Dr. Manuel Otero, IICA’s director-general, highlights the partnership as a pivotal move towards advancing South-South cooperation. He emphasizes that Africa and the Americas share similar agricultural challenges and opportunities, and this collaboration leverages their combined strengths to boost rural development, sustainable trade, and support vulnerable communities.
Otero also believes this partnership will promote regenerative tropical agriculture as a solution to Africa’s pressing challenges, positioning the continent as the next global agricultural frontier. With 65% of the world’s uncultivated arable land and 10% of its renewable water resources, Africa has immense potential to become a key player in the global supply chain for food production.
The Memorandum of Understanding (MoU) builds upon prior high-level collaborations between the regions, such as the Africa-Americas Joint Ministerial Summit (Costa Rica, July 2022), the Inter-regional Ministerial Roundtable (Vietnam, 2023), and the Africa Living Soils Initiative (Kenya, 2024), launched alongside the Africa Fertilizer and Soil Health Summit.

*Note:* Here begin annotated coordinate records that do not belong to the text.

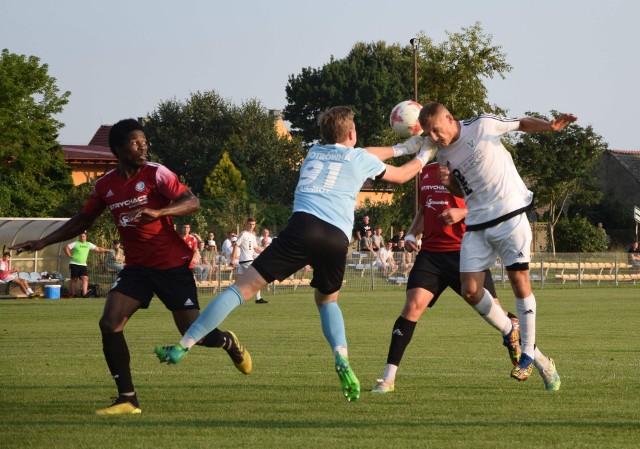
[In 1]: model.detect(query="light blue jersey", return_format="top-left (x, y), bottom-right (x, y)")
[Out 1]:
top-left (293, 144), bottom-right (385, 240)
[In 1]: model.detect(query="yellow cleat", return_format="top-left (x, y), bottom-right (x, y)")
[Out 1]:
top-left (96, 396), bottom-right (142, 415)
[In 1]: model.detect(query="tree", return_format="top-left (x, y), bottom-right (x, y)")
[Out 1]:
top-left (0, 49), bottom-right (73, 217)
top-left (513, 111), bottom-right (607, 253)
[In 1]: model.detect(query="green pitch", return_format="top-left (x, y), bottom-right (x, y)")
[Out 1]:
top-left (0, 288), bottom-right (640, 449)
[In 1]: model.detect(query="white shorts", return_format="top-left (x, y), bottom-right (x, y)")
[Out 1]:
top-left (460, 214), bottom-right (532, 273)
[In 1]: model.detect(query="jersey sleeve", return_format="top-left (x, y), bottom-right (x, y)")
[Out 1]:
top-left (156, 165), bottom-right (188, 201)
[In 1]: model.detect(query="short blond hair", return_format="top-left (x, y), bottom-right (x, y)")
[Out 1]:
top-left (318, 106), bottom-right (355, 144)
top-left (418, 101), bottom-right (449, 128)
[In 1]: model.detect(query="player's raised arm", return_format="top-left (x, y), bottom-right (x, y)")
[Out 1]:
top-left (518, 114), bottom-right (578, 133)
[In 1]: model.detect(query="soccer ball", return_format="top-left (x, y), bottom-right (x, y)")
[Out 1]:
top-left (389, 100), bottom-right (422, 139)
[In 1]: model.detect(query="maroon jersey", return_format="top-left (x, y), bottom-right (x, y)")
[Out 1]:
top-left (82, 162), bottom-right (193, 270)
top-left (420, 163), bottom-right (467, 253)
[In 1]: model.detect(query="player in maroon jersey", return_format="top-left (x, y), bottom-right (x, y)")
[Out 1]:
top-left (13, 119), bottom-right (252, 415)
top-left (372, 163), bottom-right (520, 393)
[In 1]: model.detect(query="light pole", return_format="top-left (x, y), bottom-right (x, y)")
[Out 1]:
top-left (409, 37), bottom-right (420, 213)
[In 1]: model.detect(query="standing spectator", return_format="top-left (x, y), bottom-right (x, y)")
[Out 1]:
top-left (371, 228), bottom-right (384, 253)
top-left (356, 215), bottom-right (373, 242)
top-left (12, 119), bottom-right (253, 415)
top-left (375, 241), bottom-right (398, 277)
top-left (193, 240), bottom-right (211, 282)
top-left (107, 240), bottom-right (125, 274)
top-left (0, 251), bottom-right (35, 298)
top-left (391, 229), bottom-right (404, 248)
top-left (220, 232), bottom-right (238, 265)
top-left (260, 228), bottom-right (273, 248)
top-left (360, 229), bottom-right (376, 262)
top-left (231, 218), bottom-right (269, 304)
top-left (628, 240), bottom-right (640, 269)
top-left (419, 102), bottom-right (577, 381)
top-left (64, 232), bottom-right (111, 298)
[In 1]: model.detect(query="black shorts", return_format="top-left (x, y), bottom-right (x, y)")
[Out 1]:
top-left (407, 250), bottom-right (497, 307)
top-left (110, 263), bottom-right (200, 311)
top-left (252, 212), bottom-right (349, 295)
top-left (69, 263), bottom-right (89, 279)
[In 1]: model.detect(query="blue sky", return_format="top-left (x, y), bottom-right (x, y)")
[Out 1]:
top-left (0, 0), bottom-right (640, 150)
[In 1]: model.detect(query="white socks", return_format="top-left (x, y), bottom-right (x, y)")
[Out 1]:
top-left (473, 289), bottom-right (513, 335)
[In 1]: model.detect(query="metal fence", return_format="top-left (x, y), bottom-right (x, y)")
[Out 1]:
top-left (38, 247), bottom-right (640, 296)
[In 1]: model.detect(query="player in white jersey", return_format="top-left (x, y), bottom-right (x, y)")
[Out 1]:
top-left (156, 106), bottom-right (436, 401)
top-left (419, 102), bottom-right (577, 381)
top-left (231, 218), bottom-right (269, 304)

These initiatives emphasize the importance of inter-regional cooperation in transforming food systems globally. Recently, the Africa-Brazil Dialogue on Agricultural Research, Development, and Innovation in Brasilia brought together experts, ambassadors, and high-level officials to discuss shared goals. A letter of intent was signed during the event to facilitate knowledge exchange between 30 researchers from African nations, focusing on technologies for food security, regenerative farming, and restoring degraded land.